Python: Web-scraping to CSVs

Alexis Chilinski
Analytics Vidhya
Published in
3 min readJun 29, 2020

Web-scraping is a great way to retrieve information from a source (e.g. a website) if you don’t need to store it in a database. Say you have your own news website and you want to show the latest headlines from other news website — that would be a good reason to turn to web-scraping.

Luckily, there are many ways you can web-scrape across all languages, including Python. Python has a few different libraries including BeautifulSoup and Scrapy. Python also has a built-in feature for importing/exporting CSVs. I had a recent project that required web-scraping , so obviously I turned to Python, and it’s all very simple.

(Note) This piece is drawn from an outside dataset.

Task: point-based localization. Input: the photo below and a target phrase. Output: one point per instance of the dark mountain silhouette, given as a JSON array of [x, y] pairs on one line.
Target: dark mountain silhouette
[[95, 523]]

Web-scraping requires a basic understanding of HTML because once you get data from the actual page, you will need to search the HTML elements for the specific information you need. But to start, you will need to pip install beautifulsoup4 and pip install requests which will allow you to send HTTP requests to websites. And then import those libraries like so:

from bs4 import BeautifulSoup
import requests

and then you can begin coding! All you need is the URL for the website from which you’re scraping. Be aware, some sites have higher security and prevent any kind of web-scraping.

page = requests.get(your_url_here)
soup = BeautifulSoup(page.content, 'html-parser')

You will need to specify the type of parsing you need, as BeautifulSoup can accommodate various types of parsing. Since we’re dealing with HTML elements, an html-parser is appropriate.

This is where the fun comes in (fun is relative). This is when you need to inspect your console on the site from which you’re scraping and figure out which elements you need. Once you find the elements, finding them with BeautifulSoup is very easy — you can use element tags and/or classnames. For example:

div = soup.find('div', class_='class_name')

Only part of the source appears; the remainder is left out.